Monday, March 27, 2023

WPD

 I was writing one article at the pace of 600 words per day; this one now at the rate of 400. It's good to have comfortable pace and be more or less consistent. You want a consistent number of new words in the document, building up to the magic 6,000 over the course of 10 or more days.   

Sunday, March 26, 2023

Waking up thoughts

 I didn't arise right away, and was thinking of some theses on meter before standing up in the morning. 

1) It is universal. Caveat... It could be true that there is some language out there without meter. I am just saying it is "universal enough., e,g. widespread enough to be something significant. The exception does not prove the rule; it is just an exception.  Subthesis: prosody does not require a system of writing. It is preliterate.  

2) Speech prosody is also universal. Every spoken language will have a prosody, that is, a way in which it is spoken with regard to intonation, accentuation, etc... 

3) There will be a relation between linguistic prosody and poetic prosody. Poetic prosody uses features of speech prosody as its basis.  This relation is not always natural or straightforward. For example, Romans adopted Greek ideas of quantity; earlier Latin meter is accentual. However, let's say that there is a relation. It is hard to imagine an English prosody without accent.  Counting syllables might work for a particular poet, and that's fine, but that won't form the basis of a widespread practice.

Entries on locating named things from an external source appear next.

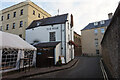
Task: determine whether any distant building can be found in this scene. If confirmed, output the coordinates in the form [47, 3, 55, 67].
[101, 4, 120, 79]
[26, 14, 75, 64]
[0, 0, 51, 39]
[74, 32, 82, 56]
[81, 15, 111, 56]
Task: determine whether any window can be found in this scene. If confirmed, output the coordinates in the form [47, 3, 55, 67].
[7, 14, 10, 19]
[100, 21, 105, 24]
[20, 9, 23, 15]
[101, 28, 105, 34]
[94, 29, 98, 34]
[2, 48, 18, 70]
[19, 34, 22, 38]
[96, 49, 99, 54]
[1, 16, 3, 21]
[38, 14, 40, 18]
[49, 32, 56, 41]
[13, 12, 16, 17]
[0, 26, 2, 31]
[94, 22, 98, 26]
[33, 10, 35, 15]
[95, 39, 98, 47]
[6, 24, 9, 30]
[37, 22, 41, 26]
[20, 21, 23, 27]
[13, 23, 15, 29]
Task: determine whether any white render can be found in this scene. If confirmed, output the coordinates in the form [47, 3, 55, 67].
[0, 31, 36, 72]
[26, 16, 74, 63]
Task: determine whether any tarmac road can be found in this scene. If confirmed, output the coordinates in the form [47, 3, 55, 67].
[30, 57, 103, 78]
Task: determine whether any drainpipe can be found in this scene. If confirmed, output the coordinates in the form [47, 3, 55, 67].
[64, 22, 67, 63]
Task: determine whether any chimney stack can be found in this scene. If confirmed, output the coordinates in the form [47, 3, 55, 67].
[108, 13, 113, 19]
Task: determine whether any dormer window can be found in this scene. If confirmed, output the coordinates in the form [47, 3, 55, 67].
[100, 21, 105, 24]
[94, 22, 98, 26]
[37, 22, 41, 26]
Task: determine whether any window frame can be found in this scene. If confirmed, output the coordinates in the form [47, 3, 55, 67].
[13, 11, 16, 18]
[20, 21, 23, 27]
[7, 14, 10, 19]
[94, 29, 98, 34]
[38, 13, 40, 18]
[12, 23, 15, 29]
[33, 10, 35, 15]
[100, 28, 105, 34]
[20, 9, 23, 16]
[6, 24, 9, 30]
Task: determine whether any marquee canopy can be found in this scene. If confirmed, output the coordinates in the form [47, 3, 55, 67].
[0, 31, 36, 50]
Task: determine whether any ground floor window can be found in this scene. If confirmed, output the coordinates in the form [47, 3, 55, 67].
[2, 49, 18, 70]
[24, 50, 34, 65]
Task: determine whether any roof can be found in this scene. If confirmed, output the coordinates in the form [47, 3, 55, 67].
[0, 31, 36, 50]
[34, 42, 60, 48]
[82, 19, 111, 30]
[27, 13, 68, 29]
[101, 3, 120, 44]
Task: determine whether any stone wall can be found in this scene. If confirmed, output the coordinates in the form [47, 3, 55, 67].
[74, 32, 82, 56]
[101, 5, 120, 78]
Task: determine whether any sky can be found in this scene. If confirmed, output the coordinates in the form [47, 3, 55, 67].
[0, 0, 119, 34]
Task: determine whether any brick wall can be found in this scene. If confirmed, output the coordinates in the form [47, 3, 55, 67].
[101, 5, 120, 78]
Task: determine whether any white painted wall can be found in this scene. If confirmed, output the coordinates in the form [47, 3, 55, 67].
[26, 15, 74, 63]
[55, 43, 61, 64]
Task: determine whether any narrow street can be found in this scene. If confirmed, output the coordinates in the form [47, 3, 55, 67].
[30, 57, 103, 78]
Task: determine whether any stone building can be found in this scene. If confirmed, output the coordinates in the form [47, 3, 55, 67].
[81, 14, 112, 56]
[26, 13, 75, 65]
[0, 0, 51, 39]
[101, 4, 120, 78]
[74, 32, 82, 56]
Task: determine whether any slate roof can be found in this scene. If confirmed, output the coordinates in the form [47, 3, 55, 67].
[34, 42, 60, 48]
[81, 19, 111, 31]
[27, 13, 68, 29]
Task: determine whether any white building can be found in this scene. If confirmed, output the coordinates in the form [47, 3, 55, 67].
[26, 14, 74, 64]
[0, 31, 37, 72]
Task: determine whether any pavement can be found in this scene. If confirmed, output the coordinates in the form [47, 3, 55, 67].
[29, 57, 104, 80]
[2, 58, 79, 80]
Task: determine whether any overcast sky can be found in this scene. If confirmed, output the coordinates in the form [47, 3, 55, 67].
[0, 0, 119, 34]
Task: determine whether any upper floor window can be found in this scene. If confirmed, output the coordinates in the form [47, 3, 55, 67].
[20, 21, 23, 27]
[33, 10, 35, 15]
[7, 14, 10, 19]
[1, 16, 3, 21]
[95, 39, 98, 47]
[94, 29, 98, 34]
[100, 21, 105, 24]
[6, 24, 9, 30]
[101, 28, 105, 33]
[20, 9, 23, 15]
[49, 32, 56, 41]
[94, 22, 98, 26]
[0, 26, 3, 31]
[13, 12, 16, 17]
[37, 22, 41, 26]
[13, 23, 15, 29]
[38, 14, 40, 18]
[19, 34, 22, 38]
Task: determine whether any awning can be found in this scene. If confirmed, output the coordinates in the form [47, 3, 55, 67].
[68, 40, 78, 47]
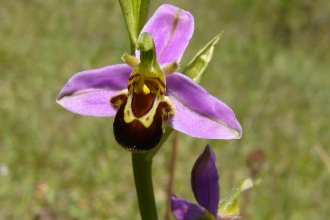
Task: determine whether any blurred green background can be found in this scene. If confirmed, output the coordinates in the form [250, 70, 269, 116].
[0, 0, 330, 220]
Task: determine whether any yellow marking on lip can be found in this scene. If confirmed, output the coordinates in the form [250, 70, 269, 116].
[142, 84, 150, 95]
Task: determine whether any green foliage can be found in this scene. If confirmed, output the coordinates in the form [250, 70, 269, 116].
[0, 0, 330, 220]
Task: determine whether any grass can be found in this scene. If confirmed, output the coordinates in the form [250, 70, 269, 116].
[0, 0, 330, 220]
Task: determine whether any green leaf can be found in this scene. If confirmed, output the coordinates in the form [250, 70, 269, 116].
[218, 178, 253, 218]
[182, 32, 222, 83]
[119, 0, 150, 55]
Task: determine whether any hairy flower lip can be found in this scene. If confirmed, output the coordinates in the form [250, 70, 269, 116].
[57, 5, 242, 139]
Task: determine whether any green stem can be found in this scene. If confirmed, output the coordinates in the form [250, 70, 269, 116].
[132, 153, 158, 220]
[138, 0, 150, 35]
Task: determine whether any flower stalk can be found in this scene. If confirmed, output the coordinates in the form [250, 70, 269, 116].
[132, 153, 158, 220]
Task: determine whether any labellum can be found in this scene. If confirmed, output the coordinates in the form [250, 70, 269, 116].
[110, 33, 175, 152]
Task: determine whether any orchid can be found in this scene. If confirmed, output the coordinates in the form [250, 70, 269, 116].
[171, 145, 253, 220]
[57, 4, 242, 151]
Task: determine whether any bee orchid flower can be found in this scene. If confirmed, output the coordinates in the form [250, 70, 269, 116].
[57, 4, 242, 151]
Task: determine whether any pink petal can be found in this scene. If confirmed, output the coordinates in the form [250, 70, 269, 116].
[166, 73, 242, 139]
[57, 64, 132, 116]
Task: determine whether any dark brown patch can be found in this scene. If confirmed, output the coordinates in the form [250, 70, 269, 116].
[131, 92, 156, 118]
[113, 98, 163, 152]
[109, 93, 127, 109]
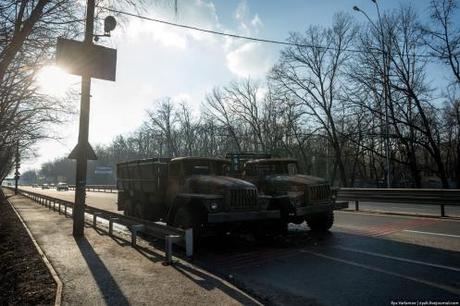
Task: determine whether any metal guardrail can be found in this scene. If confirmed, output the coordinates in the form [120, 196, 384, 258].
[13, 189, 193, 264]
[337, 188, 460, 217]
[69, 185, 117, 192]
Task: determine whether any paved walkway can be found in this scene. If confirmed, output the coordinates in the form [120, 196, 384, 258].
[9, 196, 257, 305]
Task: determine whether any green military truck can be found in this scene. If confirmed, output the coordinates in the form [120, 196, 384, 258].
[117, 157, 281, 241]
[226, 153, 348, 231]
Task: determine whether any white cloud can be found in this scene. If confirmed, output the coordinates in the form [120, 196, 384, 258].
[227, 42, 273, 78]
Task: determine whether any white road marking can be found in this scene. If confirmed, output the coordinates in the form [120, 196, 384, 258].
[301, 250, 460, 295]
[333, 246, 460, 272]
[403, 230, 460, 238]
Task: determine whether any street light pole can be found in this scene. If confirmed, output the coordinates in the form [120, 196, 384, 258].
[14, 141, 21, 194]
[72, 0, 95, 237]
[353, 0, 391, 188]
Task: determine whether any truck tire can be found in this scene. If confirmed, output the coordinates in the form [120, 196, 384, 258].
[173, 206, 202, 244]
[305, 210, 334, 232]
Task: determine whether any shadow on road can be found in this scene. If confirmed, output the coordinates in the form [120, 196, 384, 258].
[172, 263, 259, 305]
[75, 237, 129, 305]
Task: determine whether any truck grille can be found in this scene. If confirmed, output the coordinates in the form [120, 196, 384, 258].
[306, 185, 331, 203]
[230, 189, 257, 209]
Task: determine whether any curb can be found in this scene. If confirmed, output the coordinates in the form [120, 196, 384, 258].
[338, 209, 460, 221]
[5, 194, 63, 306]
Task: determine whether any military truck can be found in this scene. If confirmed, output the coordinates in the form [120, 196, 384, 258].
[117, 157, 281, 241]
[226, 153, 348, 231]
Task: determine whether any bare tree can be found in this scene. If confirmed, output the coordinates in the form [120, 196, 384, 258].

Don't tell me to write haiku in English by counting syllables, because the Japanese haiku doesn't use syllables as its basis, but rather morae. You will say, well that's a pedantic distinction, and I will say pedantry is my middle name. In other words, saying that Japanese count syllables is ignoring the relation in the language between linguistic prosody and poetic prosody.  

4) There will be some constraint, the idea of something that cannot be done in a particular meter, or something that has to be done. The meter is artificial, in the sense that not every utterance that follows the speech prosody is metrical. The meter can also stretch or compact the words to make them fit. So "suave" is two syllables (in Spanish) but it can be "su - a - ve" in some metrical context. "Cae" is two syllables, but in Antonio Machado's poetry it often one. So, combining (3 )and (4), meter is natural but also artificial.   

5) Musical prosody is the setting of words to music. There will be a relation between the meter of the music and the meter of the poetry. Once again, this relation might be a strained one. I'm just saying a natural tendency might be, for example, to sing accented syllables on the musical accents. In strophic poetry, with each stanza being in the same meter, you can sing each stanza to the same melody. 

There are things that are super obvious, but yet spelling them out cogently is not always easy. For example, I am pretty certain that a small child can know the meter of 

"you must never go down to the end of the town if you don't go down with me. " The child won't make a mistake in reciting this line.  But an English professor might call it iambic pentameter.  

Kendi

 Kendi writes in the Atlantic that the "intellectual" was framed as someone objective and apolitical. I guess I am misinformed, then, because I learned that this concept had to do with political engagement, and dated back to the Dreyfus affair and Zola's "J'accuse." Does he think that Marx is not an "intellectual"? Does he think the Partisan Review clique of New York intellectual was apolitical?  Sartre?  Maybe Baldwin or Fanon? 

Someone on twitter trolls him by saying. "Dis que tu ne connais pas l'histoire des idées sans dire que tu ne connais pas l'histoire des idées."

 "The intellectual has been traditionally framed as measured, objective, ideologically neutral, and apolitical."